Carta al Director

Liturgia para rezar con olés

Los argumentos antitaurinos adolecen del desconocimiento que redunda en aparente intolerancia

En debates y tertulias, la actitud de los bandos enfrentados, se muestra con diferencias dignas de estudio antropológico

El toro bravo es el animal más bello de la creación. Además de una estampa de dignidad y orgullo dibujada con trazo firme, el comportamiento noble, su valentía y sobre todo, la bravura, hacen de él un ser especial que merece pasar por la vida con distinción sobre el resto de especies.
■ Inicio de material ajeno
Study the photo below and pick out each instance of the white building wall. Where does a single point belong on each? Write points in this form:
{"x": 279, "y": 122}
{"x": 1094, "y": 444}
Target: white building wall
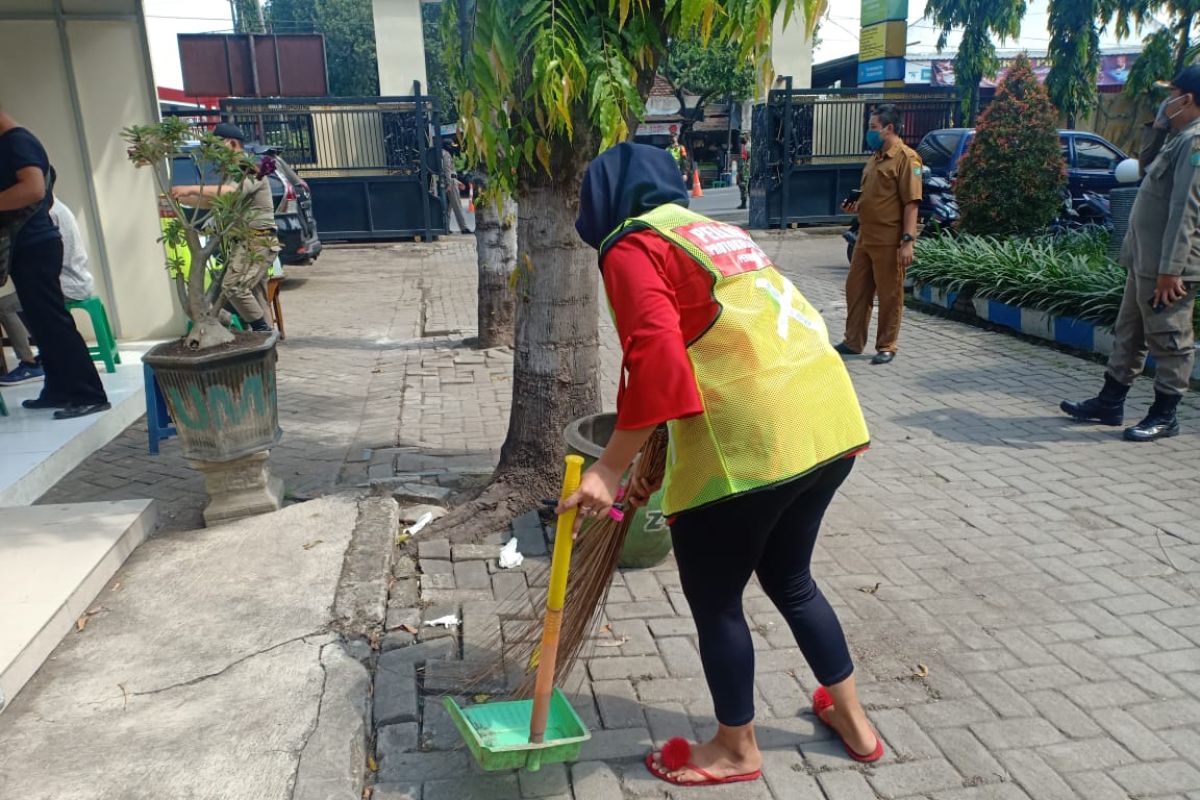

Los animales domésticos, criados para el consumo humano, suelen sufrir un lamentable cautiverio para terminar en su ejecución sumaria a manos del matarife. Los silvestres, aquellos que gozan de libertad en la naturaleza salvaje, suelen ser comida unos para otros o, en el peor de los casos, se encuentran ante la alevosía del cazador, el ser humano, el amo de todo lo creado, que encuentra satisfacción en dispararle a la vida que vuela, al indefenso venado, al inocente conejo, o a la fiera cuya cabeza disecada colgará en el salón de los trofeos. Justifica su pasión en los genes atávicos de matar para comer. Pero de aquello sólo queda el placer de apretar el gatillo, sin más premio que el regusto de arrancarle trozos de vida a la naturaleza para reafirmarse como ente superior.

Los aficionados a los toros, opino desde una perspectiva casi profana, se extasían ante una buena faena, aplauden un volapié o un arriesgado par de banderillas, hasta puede ser ovacionado un buen puyazo puesto en el sitio, cuando el toro se examina de bravura. Pero este público no se recrea, ni siquiera percibe el flujo de la sangre. Mediante un misterioso mecanismo protector, parece liberarse de la morbosidad de lo macabro para centrarse en la belleza de un arte sublime y en la figura gloriosa de un animal al que admira y respeta. El manto rojo que cubre su lomo herido es la majestuosa capa que simboliza la dignidad que lo cubre al final de su privilegiada vida.

Ante la iconografía cristiana, el no creyente se asquea por la truculencia de un crucifijo ensangrentado o de vírgenes con puñales clavados en el corazón. El devoto sólo siente veneración por un símbolo que representa la razón de ser de su existencia. El morbo lo captan otros, aquellos que no creen en esa religión y sólo se fijan en la herida abierta, en la sangre que mana y hasta le suponen dolor a la estatua. Opinión que se basa exclusivamente en un criterio físico y material, pero ignora la profundidad de unas creencias que desprecian en su temerario juicio de intenciones al achacar a los fieles la misma fijación morbosa que sólo el propio juzgador siente.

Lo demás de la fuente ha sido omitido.